Thursday, February 11, 2010

2010

I have always wanted to write something but didn't seem to have the time to do so. Or I was too lazy to do so?
Found out one interesting blog last Sunday when I was suppose to use my housemate's laptop to find X rays online for my upcoming exam. Instead, I read this: http://rumorsweretrue.wordpress.com/2006/11/01/pancakes-every-morning/

So totally true. Now I hate pancakes. And I think I need to procrastinate less often.
Everyone was trying to explain to me that it's totally ok to slack of last year coz we were organizing a conference etc but i know it's not. Coz I KNOW I should've done more than what I did.

BUT, let's hope that I'll do better than that in final year. Results will be out tomorrow so hoping that I can pass and have a real holiday.

It's been a crazy year for me. I spent my holidays doing conference stuff and other things like shopping but it was mainly conference stuff. Still have somethings to be done but I think I need a break.
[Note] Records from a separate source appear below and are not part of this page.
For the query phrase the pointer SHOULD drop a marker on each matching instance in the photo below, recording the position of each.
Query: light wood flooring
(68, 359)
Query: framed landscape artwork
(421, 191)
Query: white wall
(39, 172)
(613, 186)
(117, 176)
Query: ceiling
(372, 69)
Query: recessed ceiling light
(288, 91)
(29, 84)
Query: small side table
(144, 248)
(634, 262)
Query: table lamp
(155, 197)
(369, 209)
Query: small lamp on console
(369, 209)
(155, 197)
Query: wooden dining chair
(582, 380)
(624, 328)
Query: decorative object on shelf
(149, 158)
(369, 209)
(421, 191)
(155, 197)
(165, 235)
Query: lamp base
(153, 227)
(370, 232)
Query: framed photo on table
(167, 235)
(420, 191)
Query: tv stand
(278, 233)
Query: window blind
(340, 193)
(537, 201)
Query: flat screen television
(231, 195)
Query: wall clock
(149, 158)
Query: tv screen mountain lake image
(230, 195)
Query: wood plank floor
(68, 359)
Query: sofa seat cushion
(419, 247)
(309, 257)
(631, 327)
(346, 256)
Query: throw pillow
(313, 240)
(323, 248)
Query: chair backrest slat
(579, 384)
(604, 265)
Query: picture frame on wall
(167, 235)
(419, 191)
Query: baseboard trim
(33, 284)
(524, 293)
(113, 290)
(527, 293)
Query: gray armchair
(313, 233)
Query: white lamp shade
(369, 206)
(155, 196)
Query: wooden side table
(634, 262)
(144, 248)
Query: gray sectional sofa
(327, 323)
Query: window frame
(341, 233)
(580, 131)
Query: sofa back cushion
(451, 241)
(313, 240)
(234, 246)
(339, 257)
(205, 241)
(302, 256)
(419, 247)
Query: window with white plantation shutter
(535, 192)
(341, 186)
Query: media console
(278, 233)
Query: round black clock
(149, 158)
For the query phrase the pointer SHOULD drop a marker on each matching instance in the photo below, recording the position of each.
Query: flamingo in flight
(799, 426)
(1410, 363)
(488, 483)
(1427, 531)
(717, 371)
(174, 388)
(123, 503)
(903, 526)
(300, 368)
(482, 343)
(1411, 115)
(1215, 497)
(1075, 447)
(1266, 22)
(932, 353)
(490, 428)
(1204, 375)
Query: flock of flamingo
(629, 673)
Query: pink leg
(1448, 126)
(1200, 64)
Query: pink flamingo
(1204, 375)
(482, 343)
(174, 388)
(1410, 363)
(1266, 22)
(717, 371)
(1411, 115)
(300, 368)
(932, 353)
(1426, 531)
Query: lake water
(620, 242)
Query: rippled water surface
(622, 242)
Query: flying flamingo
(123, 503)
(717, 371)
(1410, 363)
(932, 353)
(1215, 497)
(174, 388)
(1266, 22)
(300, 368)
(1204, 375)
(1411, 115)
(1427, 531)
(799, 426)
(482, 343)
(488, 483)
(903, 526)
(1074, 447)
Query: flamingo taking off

Like a real one where I can just rest and not think about anything.

My resolutions for year 2010 (I know it's a bit late but I promise I will look back at this and try to achieve them for once):
1. STUDY at least an hour day during SCHOOL DAY. (Note that i didn't use read coz I think that applies to non-fiction as well)
2. Ensure that room at least 50% as tidy as Ariel's room in Singapore EVERYDAY.
3. To spend less money on shopping and save on my post-graduation trip.
4. To pass the professional exam! That's for 2011
5. To blog more often than the year 2009. (not difficult to achieve)

can't really think of anything else to put down to the list.

I think I can read fast but that only applies to fictions. This book made me cry so hard and make me think about life.

Since I don't have you-Louise Candlish

It's thought provoking really. And the sad things that happened the past few months. The young lives lost during the dragon boat practice tragedy and the consequences of what my friends did. Life is short and we don't get to undo what we have done or said. Sometimes when you think you are helping someone, you may do more harm than good or worst, get yourself in deep trouble. And shit happens.

I thought about Nian Ning when I heard the news about the chung ling students. All of them so young and had bright future laying ahead of them. So much possibility of what they couldn've achieve. We can't really do much about the arrangement the person up there decided. yes I believe things happen for a reason and sometimes you just can't fight fate.
But what my future profession can do is, to at least to give hope to the patients' family and friends.

It sounds sad but medicine is not just about life and death as I once thought. It is also about providing quality to the patients' life. For instance, a baby can be prevented from having cerebral palsy if only the O&G people do their work better. I can actually see the picture better now but I doubt it's more than 10% of what medicine is about.

So in conclusion, I should strive harder to be the person who can at least make a change in one patient's life even just for that tiny moment.

Note to self: Item no 6. To make my thoughts more organized. As evident from the above post, I think I didn't improve much since I graduated from high school.